Background: The rapid evolution of 454 GS-FLX sequencing technology has not been accompanied by a reassessment of the quality and accuracy of the sequences obtained. Current strategies for decision-making and error-correction are based on an initial analysis by Huse et al. in 2007, for the older GS20 system based on experimental sequences. We analyze here the quality of 454 sequencing data and identify factors playing a role in sequencing error, through the use of an extensive dataset for Roche control DNA fragments.

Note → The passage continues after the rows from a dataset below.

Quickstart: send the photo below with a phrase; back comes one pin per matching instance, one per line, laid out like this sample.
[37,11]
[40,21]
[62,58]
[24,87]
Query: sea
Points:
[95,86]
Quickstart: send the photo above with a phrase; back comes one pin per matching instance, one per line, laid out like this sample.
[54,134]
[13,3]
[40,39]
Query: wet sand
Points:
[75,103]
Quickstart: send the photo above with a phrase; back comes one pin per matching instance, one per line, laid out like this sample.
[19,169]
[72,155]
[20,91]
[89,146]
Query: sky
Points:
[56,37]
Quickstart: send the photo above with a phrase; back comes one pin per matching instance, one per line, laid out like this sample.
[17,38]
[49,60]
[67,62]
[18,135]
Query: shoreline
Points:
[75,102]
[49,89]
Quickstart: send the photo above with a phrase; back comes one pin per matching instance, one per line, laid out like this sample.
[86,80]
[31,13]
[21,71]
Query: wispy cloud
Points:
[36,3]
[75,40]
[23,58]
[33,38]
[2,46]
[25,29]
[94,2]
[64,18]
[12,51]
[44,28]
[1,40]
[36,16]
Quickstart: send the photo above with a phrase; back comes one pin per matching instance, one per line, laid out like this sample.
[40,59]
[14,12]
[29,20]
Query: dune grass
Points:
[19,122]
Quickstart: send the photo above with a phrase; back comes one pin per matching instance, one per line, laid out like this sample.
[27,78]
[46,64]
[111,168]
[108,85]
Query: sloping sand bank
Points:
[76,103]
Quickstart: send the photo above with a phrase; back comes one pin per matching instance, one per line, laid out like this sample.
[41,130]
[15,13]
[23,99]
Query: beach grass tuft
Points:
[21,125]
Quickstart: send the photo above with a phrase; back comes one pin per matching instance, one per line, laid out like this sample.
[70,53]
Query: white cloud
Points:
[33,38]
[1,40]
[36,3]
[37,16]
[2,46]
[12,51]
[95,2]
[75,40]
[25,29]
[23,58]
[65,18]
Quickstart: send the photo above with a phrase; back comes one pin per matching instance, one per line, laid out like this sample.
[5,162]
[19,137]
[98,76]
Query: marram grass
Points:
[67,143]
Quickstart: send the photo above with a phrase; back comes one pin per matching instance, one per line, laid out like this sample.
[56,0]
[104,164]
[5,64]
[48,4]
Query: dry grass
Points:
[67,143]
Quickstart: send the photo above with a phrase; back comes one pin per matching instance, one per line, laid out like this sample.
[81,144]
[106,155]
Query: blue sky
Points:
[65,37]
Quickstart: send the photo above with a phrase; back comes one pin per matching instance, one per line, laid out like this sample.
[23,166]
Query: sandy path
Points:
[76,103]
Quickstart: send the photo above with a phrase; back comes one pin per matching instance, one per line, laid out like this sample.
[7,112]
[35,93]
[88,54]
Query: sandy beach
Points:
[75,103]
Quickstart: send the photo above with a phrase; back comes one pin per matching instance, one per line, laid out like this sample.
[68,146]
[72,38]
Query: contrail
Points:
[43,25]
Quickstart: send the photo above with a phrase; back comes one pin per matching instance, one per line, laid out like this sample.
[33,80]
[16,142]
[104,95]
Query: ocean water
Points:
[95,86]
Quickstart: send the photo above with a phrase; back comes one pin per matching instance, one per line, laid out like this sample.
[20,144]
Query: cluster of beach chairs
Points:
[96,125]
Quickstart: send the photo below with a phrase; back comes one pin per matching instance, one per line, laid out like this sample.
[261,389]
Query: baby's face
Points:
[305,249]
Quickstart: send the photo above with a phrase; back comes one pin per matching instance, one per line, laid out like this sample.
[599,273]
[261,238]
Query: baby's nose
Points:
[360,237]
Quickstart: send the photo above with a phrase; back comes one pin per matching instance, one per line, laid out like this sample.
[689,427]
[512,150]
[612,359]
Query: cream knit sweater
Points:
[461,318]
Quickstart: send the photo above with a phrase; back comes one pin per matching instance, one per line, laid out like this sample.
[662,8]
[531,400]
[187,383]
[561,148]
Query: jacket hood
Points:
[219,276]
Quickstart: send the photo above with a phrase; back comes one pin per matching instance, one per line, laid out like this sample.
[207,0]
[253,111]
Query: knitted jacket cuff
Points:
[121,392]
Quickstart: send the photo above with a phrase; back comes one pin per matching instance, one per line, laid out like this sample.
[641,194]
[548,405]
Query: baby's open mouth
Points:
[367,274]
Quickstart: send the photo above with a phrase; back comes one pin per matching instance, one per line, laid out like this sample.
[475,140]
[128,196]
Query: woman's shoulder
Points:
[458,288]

Results: We obtained a mean error rate for 454 sequences of 1.07%. More importantly, the error rate is not randomly distributed; it occasionally rose to more than 50% in certain positions, and its distribution was linked to several experimental variables. The main factors related to error are the presence of homopolymers, position in the sequence, size of the sequence and spatial localization in PT plates for insertion and deletion errors. These factors can be described by considering seven variables. No single variable can account for the error rate distribution, but most of the variation is explained by the combination of all seven variables.
Conclusions: The pattern identified here calls for the use of internal controls and error-correcting base callers, to correct for errors, when available (e.g. when sequencing amplicons). For shotgun libraries, the use of both sequencing primers and deep coverage, combined with the use of random sequencing primer sites should partly compensate for even high error rates, although it may prove more difficult than previous thought to distinguish between low-frequency alleles and errors.